Dark Sun: Seared to the bone

Cult of Dust

Mik’s brow furrowed in thought. “Time, perhaps? Men’s sight grows dim with age, but they may become wiser too, and some buildings crumble with age but others… grow stronger because they are old? Surely not, but we have three guesses. TIME!” he called aloud. Wrong , the whisper came back. Maro muttered to himself. “What makes buildings strong? Bricks, made of sand… but sand can wear away a wall, and it also makes a man blind, as we know all too well, but makes a man see?”

“Well, I know you can make glass with sand,” said Naivara, “and I remember one of Father’s friends had this thing like two tubes with round bits of glass at each end – you could slide them inside each other and they made things seem nearer when you looked through one end. That would ‘make you see’. I wonder if whoever thought of this riddle meant one of those.”

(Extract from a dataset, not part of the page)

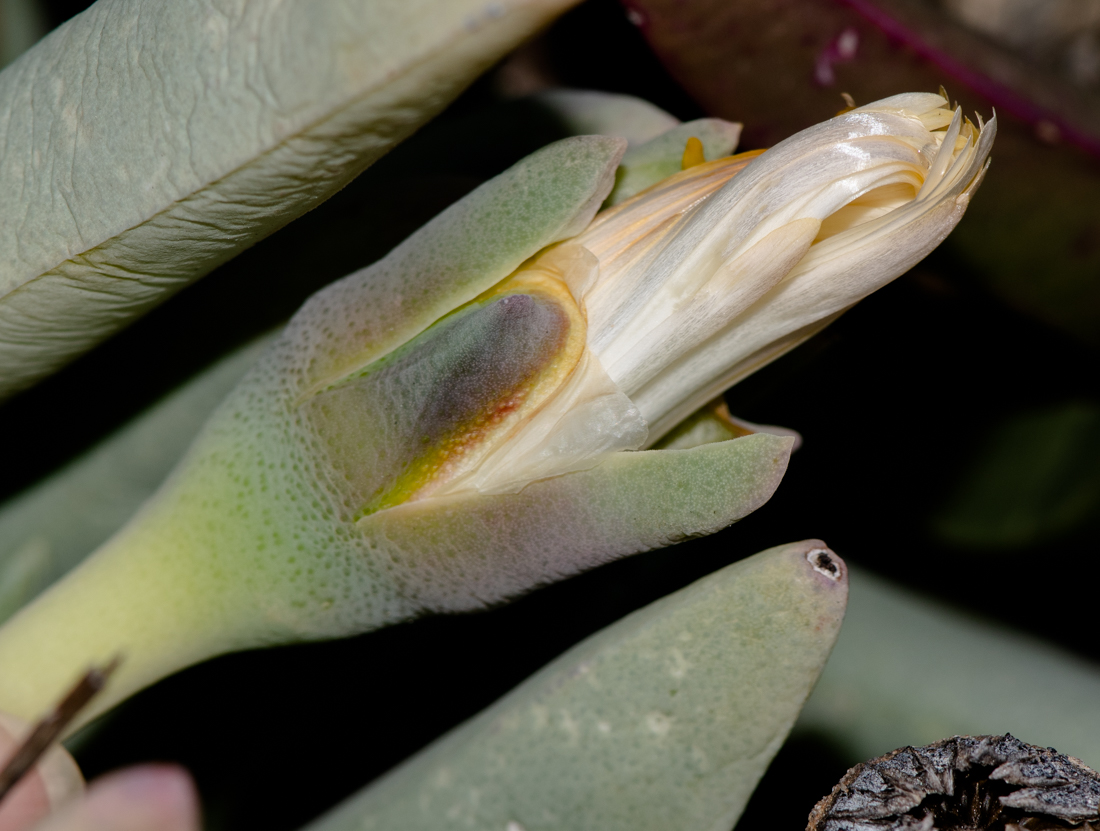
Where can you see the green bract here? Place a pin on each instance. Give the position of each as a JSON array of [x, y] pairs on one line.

“Let’s try it anyway,” said Maro, “SAND!” At once the blank wall at the corridor’s end rumbled aside, revealing a passage with a great crack running along the middle of its floor. Everyone passed through, skirting the crack. Naivara tossed a pebble down and listened; Althaea looked at her friend in alarm, but there was no indication that the stone had hit bottom. As the last person stepped through the portal rolled closed. Beyond was another set of doors which opened on to a crossroads, with sets of doors ahead and to the left and right. Bones, hejkin remains by the look of them, lay scattered at the junction. The eastern door led to a room with a basin set into the wall, filled with aquamarine liquid; west lay a similar chamber, but the basin in here contained maroon fluid.

Cult of Dust Area

Maropona examined the northern doors and opened them a crack. Peering in, he saw a large room lit by the light of four enormous braziers. Directly opposite the doors was an altar, seemingly made of bone and carved with runes in some forgotten primordial language. Between the doors and the altar lay the skeleton of some snake or lizard-like creature. Small fires blazed in its eye sockets. The warden stepped in boldly, and all at once the thing on the floor stirred, the long tailbone flicking, and five humanoid forms stepped from the shadows. Their decayed clothing and shrunken skin proclaimed them as undead, and Maro noticed that two skeletal figures were climbing out of the braziers. All seven advanced on him quickly and the mul shut the door and held it fast. “Get ready for a fight,” he called to his companions, “We’ll let them come to us.” So saying, he sprang away from the doors and took position next to Mik in the corridor, his crossbow loaded and aimed. The doors were flung open and the zombies began to advance on them.

Dark Sun Zombie

Althaea took a sip of the aquamarine liquid – it was fresh and sweet, and seemed to fill her with energy. She hastened over to the other room and drank the maroon fluid, wondering how it might benefit her – and doubled over, racked by stomach cramps. “Poison…” she managed to croak, stumbling out of the chamber and clutching at Naivara for support. “Poison? No, surely not – I drank from that very pool a moment ago – I’m sure it did me some good”, the psion stated confidently. “Shouldn’t… mix… my drinks…” the bard gasped weakly, as her friend helped her to the back of the group.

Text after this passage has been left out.